Wednesday, May 18, 2011

History...it can be so

messy.
The Gibsons were hardly alone in their journey from black to white. Hundreds of families of color had gained their freedom in the colonial era because they had English mothers, and within a generation or two, they could claim to be white. Their claims were supported by law, which never drew the color line at "one drop" of African ancestry in the antebellum era. Most Southern states followed a one-quarter or one-eighth rule: anyone with a black grandparent or great-grandparent was legally black, and those with more remote ancestry were legally white.
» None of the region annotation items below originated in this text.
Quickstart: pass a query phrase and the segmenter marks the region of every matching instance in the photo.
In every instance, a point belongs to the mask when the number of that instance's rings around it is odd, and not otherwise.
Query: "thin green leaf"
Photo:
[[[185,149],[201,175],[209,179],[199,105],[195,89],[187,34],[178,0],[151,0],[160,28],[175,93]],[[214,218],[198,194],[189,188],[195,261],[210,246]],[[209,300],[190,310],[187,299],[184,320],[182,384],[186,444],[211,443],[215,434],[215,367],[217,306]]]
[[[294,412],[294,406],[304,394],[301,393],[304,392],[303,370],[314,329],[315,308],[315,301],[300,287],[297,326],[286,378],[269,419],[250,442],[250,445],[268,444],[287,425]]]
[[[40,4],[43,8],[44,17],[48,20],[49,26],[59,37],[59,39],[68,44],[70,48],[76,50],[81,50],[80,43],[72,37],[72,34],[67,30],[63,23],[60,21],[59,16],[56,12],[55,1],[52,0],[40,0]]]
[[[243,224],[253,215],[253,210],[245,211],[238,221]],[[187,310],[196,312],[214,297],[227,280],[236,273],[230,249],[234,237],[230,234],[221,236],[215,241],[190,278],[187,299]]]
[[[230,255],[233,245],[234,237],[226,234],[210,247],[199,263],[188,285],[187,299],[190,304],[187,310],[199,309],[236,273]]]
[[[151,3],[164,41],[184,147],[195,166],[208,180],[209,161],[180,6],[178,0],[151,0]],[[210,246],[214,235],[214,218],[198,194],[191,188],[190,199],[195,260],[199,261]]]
Antebellum South Carolina, though, never had a legal definition of race. "It may be well and proper," a state judge and leading defender of slavery wrote in 1835, "that a man of worth, honesty, industry and respectability, should have the rank of a white man, while a vagabond of the same degree of blood should be confined to the inferior caste."

3 comments:

Windy Wilson said...

The second-to-last line of that article is "Race is such bullshit."
As Exhibit B, I give you that in the 50's and 60's, to the South Africans, Japanese were considered "colored" while Chinese were considered "black".
Business contracts dictated that distinction.

Q.E.D.

Keith said...

The South Africans even had criteria for measuring shape of head, sizes of lips, noses, how curly hair was and would a pencil stay in it...

A lot of the Afrikaans have black ancestors (makes sense, there weren't enough white women to go around, and some probably fancied black girls anyway during the early days of settlement and treks).

There were occasional throwbacks to darker skin colour or curlier hair, which the authorities pounced upon and put into orphanages for "coloureds"

Absolute BS, but like so many other bureaucrats they probably believed in what they were doing.

Firehand said...

I remember, late 60's-early 70's, an article in some magazine tracing a number of SA families, some prominent, to having a particular black female in the line. Along with various denunciations I remember one guy who was asked what he'd think if it turned out he had a black ancestor and he said "That's fine, as long as it's Zulu blood; the best!"